The main character Princeton is the focal point of the story as he and other characters search for their purpose in life. Princeton graduates college and moves into an apartment on Avenue Q.

“[Princeton] spends the entire show trying to figure out what his mission is in life and I think we’re all searching for that,” said D’Isa.

The characters struggle to find love, jobs and their life’s purpose.

The cast consists of three human characters and eleven puppets. The human characters are Christmas Eve, a Japanese therapist with no patients and her fiancé Brian, an unemployed comedian; and Gary Coleman, a child star from an 80s sitcom “Diff’rent Strokes” that had his money extorted by his parents and business partners.

Puppetry master

Former “Avenue Q” actor Rob McClure held a puppetry master class at High Tech High School on Monday, Feb.11. McClure taught the students how they must breath with their puppets and use hand gestures since they have fixed facial expressions.

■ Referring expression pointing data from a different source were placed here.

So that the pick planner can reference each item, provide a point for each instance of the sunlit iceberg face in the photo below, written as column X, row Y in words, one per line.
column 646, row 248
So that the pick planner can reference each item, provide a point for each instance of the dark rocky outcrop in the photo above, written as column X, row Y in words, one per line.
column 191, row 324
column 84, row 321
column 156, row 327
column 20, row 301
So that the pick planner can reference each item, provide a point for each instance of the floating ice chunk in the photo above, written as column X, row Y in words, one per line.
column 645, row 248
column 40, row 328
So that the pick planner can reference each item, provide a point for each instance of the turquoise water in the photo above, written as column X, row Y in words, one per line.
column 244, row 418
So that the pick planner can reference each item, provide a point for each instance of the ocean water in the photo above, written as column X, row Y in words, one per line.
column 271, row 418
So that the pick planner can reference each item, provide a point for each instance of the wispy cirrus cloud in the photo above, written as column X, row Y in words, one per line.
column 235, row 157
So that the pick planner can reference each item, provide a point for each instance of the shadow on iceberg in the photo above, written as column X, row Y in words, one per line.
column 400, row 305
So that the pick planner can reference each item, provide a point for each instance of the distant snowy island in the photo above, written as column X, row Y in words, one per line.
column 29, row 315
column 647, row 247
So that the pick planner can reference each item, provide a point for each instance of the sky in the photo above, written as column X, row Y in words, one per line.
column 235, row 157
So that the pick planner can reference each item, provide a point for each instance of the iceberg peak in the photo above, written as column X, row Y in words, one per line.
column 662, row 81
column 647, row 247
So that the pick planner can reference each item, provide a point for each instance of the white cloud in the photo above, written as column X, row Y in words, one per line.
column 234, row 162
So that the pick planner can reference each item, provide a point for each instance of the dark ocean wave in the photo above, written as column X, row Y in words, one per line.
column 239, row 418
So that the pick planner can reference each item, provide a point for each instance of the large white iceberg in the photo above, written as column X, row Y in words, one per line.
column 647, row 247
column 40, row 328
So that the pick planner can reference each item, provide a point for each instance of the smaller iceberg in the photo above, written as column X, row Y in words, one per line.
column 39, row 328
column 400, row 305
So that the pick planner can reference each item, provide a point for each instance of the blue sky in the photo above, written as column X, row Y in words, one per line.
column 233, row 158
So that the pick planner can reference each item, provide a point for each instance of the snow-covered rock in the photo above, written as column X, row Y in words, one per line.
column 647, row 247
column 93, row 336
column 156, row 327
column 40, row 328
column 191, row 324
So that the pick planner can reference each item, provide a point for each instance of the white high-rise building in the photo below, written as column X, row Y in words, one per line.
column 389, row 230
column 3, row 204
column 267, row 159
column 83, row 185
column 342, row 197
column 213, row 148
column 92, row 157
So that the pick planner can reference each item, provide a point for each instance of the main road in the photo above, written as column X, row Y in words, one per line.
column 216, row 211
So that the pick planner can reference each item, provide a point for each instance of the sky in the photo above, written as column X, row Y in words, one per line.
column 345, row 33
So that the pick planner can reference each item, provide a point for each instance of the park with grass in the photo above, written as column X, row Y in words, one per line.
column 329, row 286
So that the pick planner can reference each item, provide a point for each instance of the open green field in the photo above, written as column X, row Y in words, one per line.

“That was one of the most incredible experiences of my life,” said D’Isa.

According to a press release, “McClure made clear to students that the puppeteer was not just a person working a puppet, but an extension of the puppet.”

Classes in mask making, puppetry, body alignment, expression, acting technique and movement were part of the methods used to prepare for the production.